Characteristics and processes that may underpin the mental health repercussions of these encounters were investigated in a recent study using service dogs employed by American troops suffering from posttraumatic stress disorder (PTSD).
Clare Jensen of Purdue University in Indiana, USA, and colleagues led the study, which was published in the open-access journal PLOS ONE. Previous study indicates that partnering a veteran with a service dog reduces the severity of PTSD. The processes behind these possible advantages, however, remain unknown.

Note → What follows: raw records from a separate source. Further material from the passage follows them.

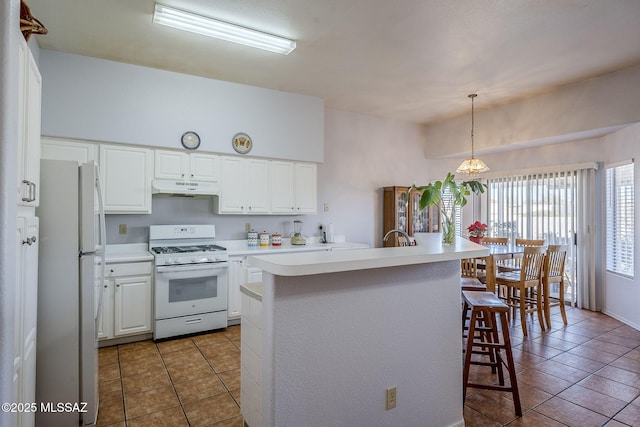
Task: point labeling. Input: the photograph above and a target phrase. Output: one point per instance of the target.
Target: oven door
(190, 289)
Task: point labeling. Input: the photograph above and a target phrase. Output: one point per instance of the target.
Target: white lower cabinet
(239, 273)
(251, 360)
(127, 300)
(26, 316)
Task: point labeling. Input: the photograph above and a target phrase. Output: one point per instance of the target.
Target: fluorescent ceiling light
(188, 21)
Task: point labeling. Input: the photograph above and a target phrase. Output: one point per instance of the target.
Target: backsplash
(189, 210)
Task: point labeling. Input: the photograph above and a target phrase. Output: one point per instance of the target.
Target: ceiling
(409, 60)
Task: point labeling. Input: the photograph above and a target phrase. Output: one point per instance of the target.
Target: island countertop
(429, 249)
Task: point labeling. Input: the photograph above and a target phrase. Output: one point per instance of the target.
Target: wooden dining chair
(491, 241)
(523, 286)
(529, 242)
(516, 262)
(553, 273)
(468, 267)
(495, 241)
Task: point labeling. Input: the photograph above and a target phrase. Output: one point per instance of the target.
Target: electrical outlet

Jensen and colleagues evaluated 82 military members or veterans and their service dogs, all of which had been trained to treat PTSD symptoms. The veterans completed a variety of different surveys before and after the three-month period together, allowing the researchers to collect additional observations to capture a full perspective of veteran-dog relationships.
The researchers initially examined survey and record findings pertaining to personal traits of service dogs and veterans, as well as the closeness of their relationship.
Except for decreased dog excitability, which was connected to lower severity of PTSD symptoms and a deeper veteran-dog interaction, they discovered that most of the dog attributes studied were not associated with better or worse veteran mental health outcomes.
The researchers next investigated probable pathways behind mental health symptom relief by assessing the findings of questionnaires and observations that recorded dog behaviour, training techniques, and the usage of specific learned activities.
Better mental health was linked to a variety of things, including a positive view of the dog’s care and a better veteran-dog bond.
The study also discovered a correlation between severe sadness and requesting support dogs to initiate social greetings more frequently. Veterans who often requested their dogs to alert them to a human approaching from behind had higher anxiety but less severe PTSD symptoms.
More study will be required to build on these findings, which might lead to a greater knowledge of how to identify veterans who could benefit from service dogs, as well as how to effectively choose and train canines.
Clare Jensen adds: “This study provides new information about how and why service dogs may improve mental health for some veterans with PTSD. We are especially grateful to the military veterans who made this possible by sharing their time and experiences with us.”